Its a rare occasion that I get to go out with the girls for a night out on the town and tonight is one of those monumental occasions. So a day cant pass where I don't cook something and since its freezing outside (low 60's at the shore) it seems like the perfect hot lunch for today that will later be dinner for my guys. So its a Lunner meal (lunch+dinner)

Chicken Cacciatore Ravioli Stew
adapted from The Sister's Cafe


INGREDIENTS
3 cloves garlic
2 tablespoons extra-virgin olive oil
1 teaspoon dried rosemary leaves
1 teaspoon dried thyme leaves
1 cup fresh mushrooms, sliced ***I omitted these because I don't eat fungus***
Salt and pepper
1 (15-ounce) can stewed tomatoes with peppers, onions and celery (delmonte brand was the only one I could find amongst a thousand cans)
2 roasted red peppers, drained and finely chopped
8-ounce can tomato sauce
1 package chopped frozen spinach, thawed and squeezed dry
6 cups chicken broth **I used stock, don't know the difference**
3/4 to 1 pound chicken breasts, boiled and shredded **I used 1/2 a rotisserie chicken**
14-ounce package bite-size cheese ravioli
shredded Parmesan cheese, for servings
Heat olive oil in a large soup pot over med-high heat.
Add minced/pressed garlic and rosemary and thyme.
Add the mushrooms, and stir occasionally, 3-5 minutes, seasoning with salt and pepper.
Add stewed tomatoes with their juices and roasted red peppers.
Break the tomatoes up a little bit with your spoon.
Add spinach, tomato sauce and chicken broth.
Stir until the spinach is all broken up in the broth.
Add the shredded chicken and bring liquid to a boil.
Add the ravioli and cook until al dente, 4-5 minutes or according to package instructions.
Serve with Parmesan cheese and Italian bread if desired.

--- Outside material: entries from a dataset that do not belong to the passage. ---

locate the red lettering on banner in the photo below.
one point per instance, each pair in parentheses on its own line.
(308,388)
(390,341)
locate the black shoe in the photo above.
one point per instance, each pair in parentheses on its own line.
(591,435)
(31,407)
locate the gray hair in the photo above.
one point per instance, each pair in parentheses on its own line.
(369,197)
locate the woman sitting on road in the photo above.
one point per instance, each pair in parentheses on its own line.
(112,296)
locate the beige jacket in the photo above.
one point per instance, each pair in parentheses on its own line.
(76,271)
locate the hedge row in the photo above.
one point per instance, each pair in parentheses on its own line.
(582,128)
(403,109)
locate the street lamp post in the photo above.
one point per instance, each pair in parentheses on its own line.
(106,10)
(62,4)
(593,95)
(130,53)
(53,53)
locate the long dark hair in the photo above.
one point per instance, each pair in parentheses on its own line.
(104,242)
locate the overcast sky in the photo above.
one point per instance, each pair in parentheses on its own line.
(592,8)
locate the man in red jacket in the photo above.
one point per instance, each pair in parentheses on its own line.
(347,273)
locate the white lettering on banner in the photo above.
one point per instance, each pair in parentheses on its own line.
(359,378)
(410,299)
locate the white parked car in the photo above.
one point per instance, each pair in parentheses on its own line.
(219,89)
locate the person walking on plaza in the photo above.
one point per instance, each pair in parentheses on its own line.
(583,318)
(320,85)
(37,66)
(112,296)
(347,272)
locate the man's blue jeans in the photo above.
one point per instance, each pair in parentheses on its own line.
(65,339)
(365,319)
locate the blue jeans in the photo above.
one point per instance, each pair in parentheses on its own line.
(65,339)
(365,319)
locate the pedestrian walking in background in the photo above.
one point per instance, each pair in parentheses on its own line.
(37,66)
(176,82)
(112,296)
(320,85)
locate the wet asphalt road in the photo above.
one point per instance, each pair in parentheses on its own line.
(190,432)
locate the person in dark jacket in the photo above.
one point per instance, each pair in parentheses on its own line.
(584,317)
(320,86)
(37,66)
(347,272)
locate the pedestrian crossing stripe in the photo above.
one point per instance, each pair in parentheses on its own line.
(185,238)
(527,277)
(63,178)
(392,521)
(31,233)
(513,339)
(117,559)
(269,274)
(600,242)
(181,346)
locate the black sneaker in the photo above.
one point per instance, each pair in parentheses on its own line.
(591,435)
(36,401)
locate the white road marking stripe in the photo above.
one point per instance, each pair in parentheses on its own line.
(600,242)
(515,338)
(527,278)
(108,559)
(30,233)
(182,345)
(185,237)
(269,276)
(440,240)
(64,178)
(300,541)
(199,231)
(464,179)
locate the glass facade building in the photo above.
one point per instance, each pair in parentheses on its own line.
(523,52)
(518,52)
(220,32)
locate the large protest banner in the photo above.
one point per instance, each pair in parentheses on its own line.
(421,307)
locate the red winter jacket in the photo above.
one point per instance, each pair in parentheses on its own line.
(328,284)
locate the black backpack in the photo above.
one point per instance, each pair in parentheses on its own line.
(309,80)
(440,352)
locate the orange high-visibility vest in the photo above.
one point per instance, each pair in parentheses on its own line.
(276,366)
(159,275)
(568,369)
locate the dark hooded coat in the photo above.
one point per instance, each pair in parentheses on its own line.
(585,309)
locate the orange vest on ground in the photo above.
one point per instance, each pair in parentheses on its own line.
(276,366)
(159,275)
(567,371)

Crusty and chewy Italian bread, to pass at table - THIS 'MAKES' THE DINNER!



A pot full of love!

VERDICT

HOLY DELICIOUSNESS!!! So I believe you can eat soup year round and this was certainly a very pleasant surprise. It was so easy, and super quick which is nice when you don't feel like cooking. Its a totally balanced meal in one pot which again is really nice. I could eat this for the next week and not get sick of it. It is perfect for a 60 degree and windy summer day or a cold wintry snowy day. This will become a staple to my hot lunch recipes for sure. It would be great for tailgating too--the possibilities are endless for this pot of sunshine. Hopefully the guys will enjoy it tonight as much as the cook did for lunch today.